Lighting positions were integrated into the large crown molding at the rear corners of the house, and ceiling lighting ports were coordinated to work with the design of the ceiling mural. Front fill speakers were integrated into the design of the architecture of the permanent orchestra pit rail. Box booms, exposed on the side walls, are located in the least obtrusive places and painted to blend with the pilasters. These positions also have concealed fall protection systems built into their structure in the attic above. The proscenium valance was recreated directly from photographs of the original.
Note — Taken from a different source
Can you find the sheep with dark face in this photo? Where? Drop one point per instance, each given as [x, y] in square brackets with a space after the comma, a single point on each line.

“The original stage house was demolished and replaced in order to utilize the maximum footprint available, increase the height, and achieve the structural requirements for contemporary theatre use,” explains Guyton. “While we were unable to expand the original footprint of the theatre, and the wing space on stage right is limited, the new fly tower height is excellent. A trap room with a stage floor trap system was added to create small and large openings for stage effects.”

In order to address the challenges of working within the footprint of the original theatre while coordinating the new stage with other program elements in the building and keeping within the college’s budget, both manual counterweight and motorized variable speed rigging sets were installed. “This arrangement complements the college’s pedagogical needs, providing students with the opportunity to learn a variety of rigging techniques and systems,” notes Friedlander.
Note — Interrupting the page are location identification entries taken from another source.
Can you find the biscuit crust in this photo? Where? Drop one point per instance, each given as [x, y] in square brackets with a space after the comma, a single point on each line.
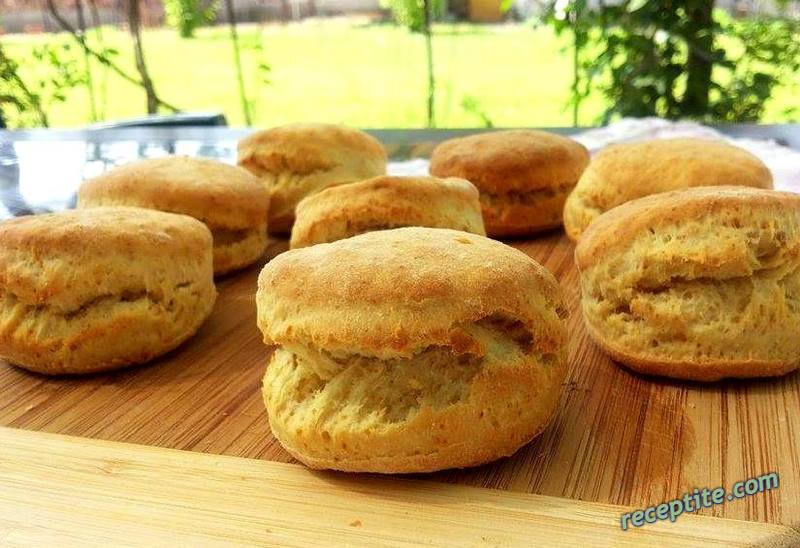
[524, 176]
[387, 202]
[228, 199]
[697, 284]
[98, 289]
[297, 160]
[447, 350]
[624, 172]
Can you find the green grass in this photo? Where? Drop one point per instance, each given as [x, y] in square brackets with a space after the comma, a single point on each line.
[340, 71]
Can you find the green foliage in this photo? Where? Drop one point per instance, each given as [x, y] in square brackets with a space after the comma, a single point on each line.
[187, 15]
[677, 59]
[26, 97]
[411, 13]
[471, 105]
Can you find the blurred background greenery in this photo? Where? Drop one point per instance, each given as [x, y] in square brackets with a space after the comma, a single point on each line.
[399, 63]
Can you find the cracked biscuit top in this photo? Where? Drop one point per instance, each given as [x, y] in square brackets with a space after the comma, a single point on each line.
[519, 160]
[624, 172]
[64, 260]
[393, 293]
[304, 149]
[701, 283]
[221, 195]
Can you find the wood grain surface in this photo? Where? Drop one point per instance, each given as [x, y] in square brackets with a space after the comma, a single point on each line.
[80, 492]
[617, 438]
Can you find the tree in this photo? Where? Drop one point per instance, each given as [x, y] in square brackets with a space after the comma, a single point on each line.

A total of 15 motorized, variable-speed Vortek hoists from Daktronics, designed with various weight capacities and speeds, meet various needs. The house curtain can operate at 120' per minute, and the dedicated first electric batten has a much higher weight capacity than the other hoist sets. There are 27 manual counterweight line sets, as well as a traditional pin rail for hemp rigging and cable management. SECOA provided the rigging as well as a 1,000lb.-capacity main loudspeaker hoist, a Vortek hoist for the main drape, and a Vortek 2,000lb.-capacity hoist for the first electric.
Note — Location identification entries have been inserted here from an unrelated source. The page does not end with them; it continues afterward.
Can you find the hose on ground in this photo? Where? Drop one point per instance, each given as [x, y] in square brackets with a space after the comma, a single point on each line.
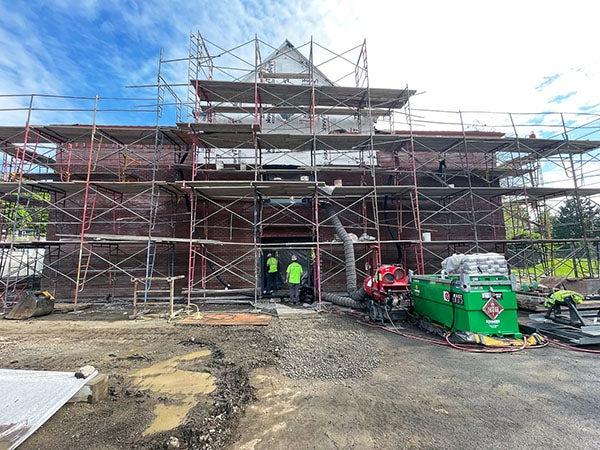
[349, 261]
[341, 300]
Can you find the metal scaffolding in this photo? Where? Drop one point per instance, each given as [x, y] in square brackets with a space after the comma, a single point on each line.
[241, 159]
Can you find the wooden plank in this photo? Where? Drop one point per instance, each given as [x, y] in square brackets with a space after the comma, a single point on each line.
[224, 319]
“The Paramount Center audio-video system includes sound reinforcement and effects playback, assistive listening for the hearing impaired, production intercom, modulated and production video, film and digital projection, and show program monitor/paging/audience recall systems,” explains Daniel Mei, sound, video, and communications system designer for the Paramount project and a senior associate in APF’s New York office. “The main goals were to ensure that the technology did not compete with the architectural design or historic elements and for each system to be simple enough for students to operate but still sophisticated enough to meet the needs of Emerson’s technical staff and touring show requirements.”

Loudspeakers are integrated into the architecture and either motorized for storage above the ceiling or hidden within the proscenium wall and front edge of the stage. Steerable column loudspeakers and small subwoofers within the proscenium wall provide coverage for speech and basic pre-recorded music playback. A traditional motorized center array can be lowered into the theatre to supplement the column loudspeakers for more demanding full-range music applications. Additional infrastructure allows left-right side loudspeaker arrays to be brought in by touring productions or added in the future.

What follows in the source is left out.